Using the conservation of energy equation, we can find the energy of the planet in its elliptical orbit. Since the motion is purely tangential at this point, we have $$E = \frac{1}{2}M(r\dot\theta)^2 - \frac{k}{r}$$ Because it is an ellipse, we have $E<0$. Therefore, the energy the comet should have is $-E$ (since for a parabola, $E=0$), $$E_{comet}=\frac{k}{r}-\frac{1}{2}m(r\dot\theta)^2$$

All that now remains is to simplify the expression for $E_{comet}$ in accordance with the given data. Am I correct in my general reasoning?

The orbital energy of two bodies is defined as the energy required to separate them to infinite distance: $$E = E_1 + E_2= \mu \frac{v^2}{2} - \frac{ G m_1 m_2 }{ r } = \mu \left( \frac{v^2}{2} - \frac{ G m_2 }{ r } - \frac{ G m_1 }{ r }\right) = - \frac{ G m_1 m_2 }{ 2 a } = - \frac{ G m_1 m_2 (1+e) }{ 2 d }$$ where: $\mu$ is the reduced mass, v is the relative (heliocentric) velocity, r is the relative separation, a is the semimajor axis, and d is the apoapsis distance. $E_1$ is the amount of energy applied to the 1st body, and $E_2$ is the amount of energy applied to the 2nd body.
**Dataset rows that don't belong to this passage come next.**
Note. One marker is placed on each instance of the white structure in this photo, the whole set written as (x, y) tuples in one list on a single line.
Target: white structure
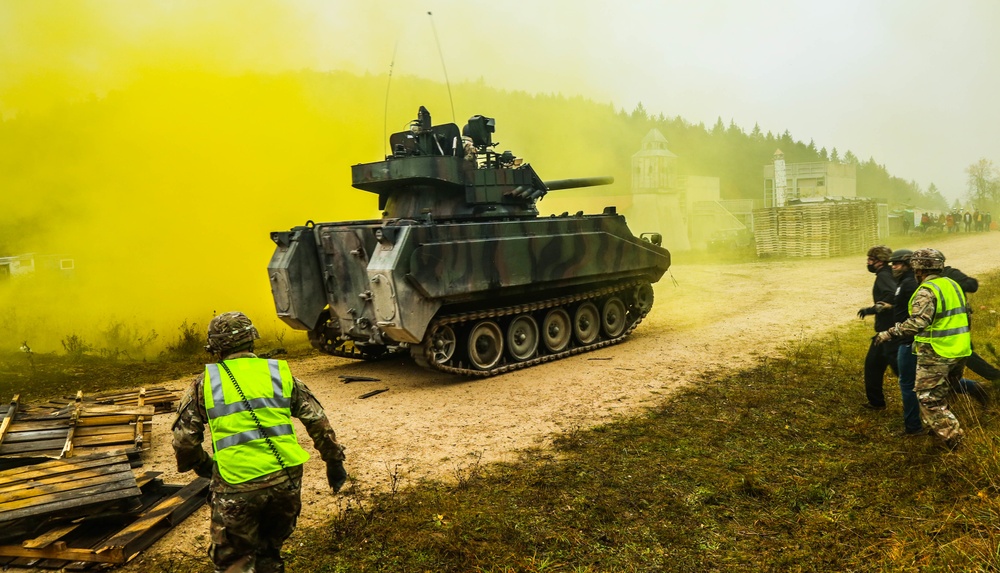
[(22, 265), (658, 201), (780, 179)]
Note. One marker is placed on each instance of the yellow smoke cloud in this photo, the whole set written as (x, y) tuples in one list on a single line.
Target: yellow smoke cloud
[(158, 147)]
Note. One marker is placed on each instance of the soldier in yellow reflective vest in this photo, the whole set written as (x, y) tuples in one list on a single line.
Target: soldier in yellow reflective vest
[(248, 403), (939, 323)]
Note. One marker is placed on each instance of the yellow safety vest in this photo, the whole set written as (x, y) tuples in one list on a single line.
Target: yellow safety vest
[(241, 452), (949, 334)]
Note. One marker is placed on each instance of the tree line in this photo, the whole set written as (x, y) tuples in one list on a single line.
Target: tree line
[(737, 158)]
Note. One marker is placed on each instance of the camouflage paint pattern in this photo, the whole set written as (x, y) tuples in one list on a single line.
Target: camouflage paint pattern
[(249, 528), (935, 376), (460, 232)]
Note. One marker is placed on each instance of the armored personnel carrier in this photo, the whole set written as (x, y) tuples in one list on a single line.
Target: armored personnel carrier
[(461, 271)]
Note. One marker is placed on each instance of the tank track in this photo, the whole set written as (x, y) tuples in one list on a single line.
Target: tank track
[(342, 348), (423, 353)]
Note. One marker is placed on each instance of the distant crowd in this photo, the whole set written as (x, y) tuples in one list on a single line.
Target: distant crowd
[(957, 221)]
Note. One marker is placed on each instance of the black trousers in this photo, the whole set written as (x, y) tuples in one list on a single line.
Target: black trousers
[(879, 357)]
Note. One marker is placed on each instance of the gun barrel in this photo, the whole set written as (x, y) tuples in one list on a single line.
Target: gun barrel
[(558, 184)]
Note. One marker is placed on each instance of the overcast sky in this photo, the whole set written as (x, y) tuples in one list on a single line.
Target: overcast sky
[(913, 83)]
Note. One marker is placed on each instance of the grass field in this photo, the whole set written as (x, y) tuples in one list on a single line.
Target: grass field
[(776, 468)]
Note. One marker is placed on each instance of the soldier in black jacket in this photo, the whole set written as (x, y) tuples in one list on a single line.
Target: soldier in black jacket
[(907, 360), (880, 356)]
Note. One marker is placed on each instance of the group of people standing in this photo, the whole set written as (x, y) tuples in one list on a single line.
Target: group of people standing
[(922, 325), (957, 221)]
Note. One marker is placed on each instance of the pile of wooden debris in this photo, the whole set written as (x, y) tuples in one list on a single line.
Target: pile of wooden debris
[(70, 497)]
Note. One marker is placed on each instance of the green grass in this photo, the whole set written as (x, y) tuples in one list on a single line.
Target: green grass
[(775, 468), (93, 368)]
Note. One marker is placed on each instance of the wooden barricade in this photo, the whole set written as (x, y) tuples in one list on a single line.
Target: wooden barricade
[(95, 543), (81, 428), (65, 487)]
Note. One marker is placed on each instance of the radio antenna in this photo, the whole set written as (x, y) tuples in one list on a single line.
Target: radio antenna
[(385, 112), (441, 55)]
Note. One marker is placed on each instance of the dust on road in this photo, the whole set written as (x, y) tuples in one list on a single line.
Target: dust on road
[(717, 318)]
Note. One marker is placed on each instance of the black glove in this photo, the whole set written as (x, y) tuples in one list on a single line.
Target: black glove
[(205, 468), (336, 475)]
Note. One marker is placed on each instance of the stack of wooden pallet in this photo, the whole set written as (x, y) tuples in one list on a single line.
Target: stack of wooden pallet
[(81, 427), (69, 497), (161, 399), (824, 229), (87, 511)]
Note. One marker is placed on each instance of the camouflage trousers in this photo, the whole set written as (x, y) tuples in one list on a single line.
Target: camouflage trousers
[(935, 378), (248, 528)]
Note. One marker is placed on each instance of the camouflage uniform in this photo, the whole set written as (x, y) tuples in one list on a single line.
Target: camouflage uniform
[(935, 374), (251, 520)]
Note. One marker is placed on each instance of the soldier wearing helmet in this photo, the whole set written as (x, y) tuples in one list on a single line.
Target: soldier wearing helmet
[(879, 357), (256, 472), (939, 324), (906, 361)]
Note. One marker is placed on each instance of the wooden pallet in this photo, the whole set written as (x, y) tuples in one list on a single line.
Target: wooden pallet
[(96, 543), (83, 429), (163, 400), (68, 487)]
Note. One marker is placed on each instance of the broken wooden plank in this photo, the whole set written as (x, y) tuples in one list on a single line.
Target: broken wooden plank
[(57, 550), (137, 436), (65, 487), (55, 467), (9, 418), (96, 543), (86, 428), (373, 393), (155, 522), (348, 378), (68, 446), (49, 537)]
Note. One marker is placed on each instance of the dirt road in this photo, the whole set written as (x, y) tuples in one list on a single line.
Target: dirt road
[(716, 318)]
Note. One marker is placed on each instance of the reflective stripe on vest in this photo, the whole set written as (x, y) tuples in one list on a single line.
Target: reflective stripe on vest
[(241, 452), (949, 334)]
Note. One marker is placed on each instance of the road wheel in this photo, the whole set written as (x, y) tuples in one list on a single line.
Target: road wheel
[(556, 330), (586, 323), (613, 317), (522, 337), (443, 342), (485, 345)]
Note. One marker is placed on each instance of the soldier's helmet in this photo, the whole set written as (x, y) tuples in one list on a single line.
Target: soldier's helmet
[(927, 259), (880, 253), (230, 330), (901, 256)]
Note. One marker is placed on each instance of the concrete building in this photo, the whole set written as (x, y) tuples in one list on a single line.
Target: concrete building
[(687, 210), (813, 210), (30, 263), (809, 180)]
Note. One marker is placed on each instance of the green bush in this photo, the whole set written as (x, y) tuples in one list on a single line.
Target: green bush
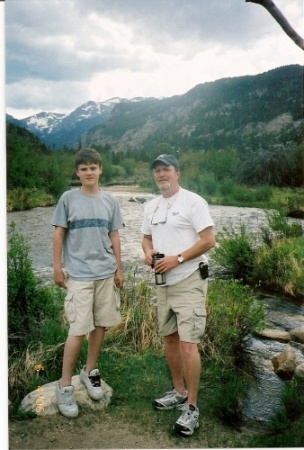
[(232, 313), (281, 267), (30, 305), (235, 254)]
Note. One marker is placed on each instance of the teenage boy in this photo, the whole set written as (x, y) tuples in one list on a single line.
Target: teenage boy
[(86, 222)]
So the energy necessary to knock a planet into a parabolic (escape) orbit is: $$\Delta\text{energy} = \frac{ G m_\text{sun} \, m_\text{planet}(1+e) }{ 2 d } = \frac{ G m_\text{sun} \, m_\text{planet} }{ 2 a }$$
Notice that the energy in your first equation is the energy of the planet ($E_2$) with respect to the center of mass of the system. An additional non-negligible amount of energy ($E_1$) is required to knock the Sun into a parabolic orbit. Also note that the r in your equations is defined as the barycentric speed of the planet (not the heliocentric speed).